Leberfettvermehrung bei Menschen mit HIV.  Open Forum Infectious Diseases
Die Lebenserwartung von Menschen mit HIV hat in der Schweiz in den letzten Jahren deutlich zugenommen. Dies hat zur Folge, dass Komplikationen wie Übergewicht und Diabetes in den Fokus rücken. Eine Folge dieser Erkrankungen stellt die Leberfettvermehrung (Steatose) dar. In dieser Studie wurden Faktoren untersucht, die das Auftreten von Leberfettvermehrung bei Menschen mit behandelter HIV-Infektion beeinflussen.
Die Studie umfasste 416 Personen des Berner Inselspitals. Um eine mögliche Leberverfettung erfassen zu können, wurde bei allen Teilnehmern eine sogenannte transiente Elastografie der Leber durchgeführt. Bei diesem nicht-invasiven Verfahren, ähnlich dem eines Ultraschalles, wird die Lebersteifigkeit und die Verfettung der Leber gemessen.

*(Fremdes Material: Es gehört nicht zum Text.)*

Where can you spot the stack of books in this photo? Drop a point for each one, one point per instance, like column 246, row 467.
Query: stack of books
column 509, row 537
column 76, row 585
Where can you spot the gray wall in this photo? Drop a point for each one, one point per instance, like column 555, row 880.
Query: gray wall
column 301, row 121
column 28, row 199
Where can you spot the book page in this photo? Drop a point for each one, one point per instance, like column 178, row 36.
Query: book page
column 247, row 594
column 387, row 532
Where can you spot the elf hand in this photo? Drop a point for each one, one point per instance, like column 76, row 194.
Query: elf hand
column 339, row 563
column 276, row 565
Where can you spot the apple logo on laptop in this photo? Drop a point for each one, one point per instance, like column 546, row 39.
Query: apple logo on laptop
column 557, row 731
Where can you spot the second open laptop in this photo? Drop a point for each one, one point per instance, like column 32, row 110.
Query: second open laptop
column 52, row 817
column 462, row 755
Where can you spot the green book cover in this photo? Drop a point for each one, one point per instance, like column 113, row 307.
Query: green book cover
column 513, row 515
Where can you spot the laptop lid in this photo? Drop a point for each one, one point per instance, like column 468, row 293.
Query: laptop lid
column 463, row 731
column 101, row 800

Die Studie zeigte, dass 50% der Teilnehmenden Anzeichen einer Leberfettvermehrung hatten. Dieser Anteil betrug 70% bei Personen mit Übergewicht, verglichen mit 31% bei normalgewichtigen Menschen. Risikofaktoren für Leberfettvermehrung waren Alter über 50 Jahre, Übergewicht oder Fettleibigkeit und europäische Abstammung. Personen, die zum Zeitpunkt der Messung Tenofovir alafenamid (TAF; eine Teilsubstanz zur Behandlung von HIV) erhielten, hatten im Vergleich zu denjenigen ohne diesem Medikament eine doppelt so hohe Wahrscheinlichkeit, eine Leberfettvermehrung zu haben. Ein Zusammenhang mit der Verwendung der Klasse von HIV-Integrasehemmern konnte nicht nachgewiesen werden.
Zusammenfassend zeigt diese Studie, dass die Leberfettvermehrung bei Menschen mit HIV ein häufiges Problem darstellt. Nebst den klassischen Risikofaktoren zeigte sich auch eine Assoziation mit der Verwendung des häufig eingesetzten HIV-Medikamentes TAF. Der hohe Anteil von Menschen mit Leberfettvermehrung selbst bei Fehlen von Fettleibigkeit macht deutlich, dass weitere Studien nötig sind, um die Mechanismen der stoffwechselbedingten Erkrankungen bei Menschen mit HIV besser zu verstehen.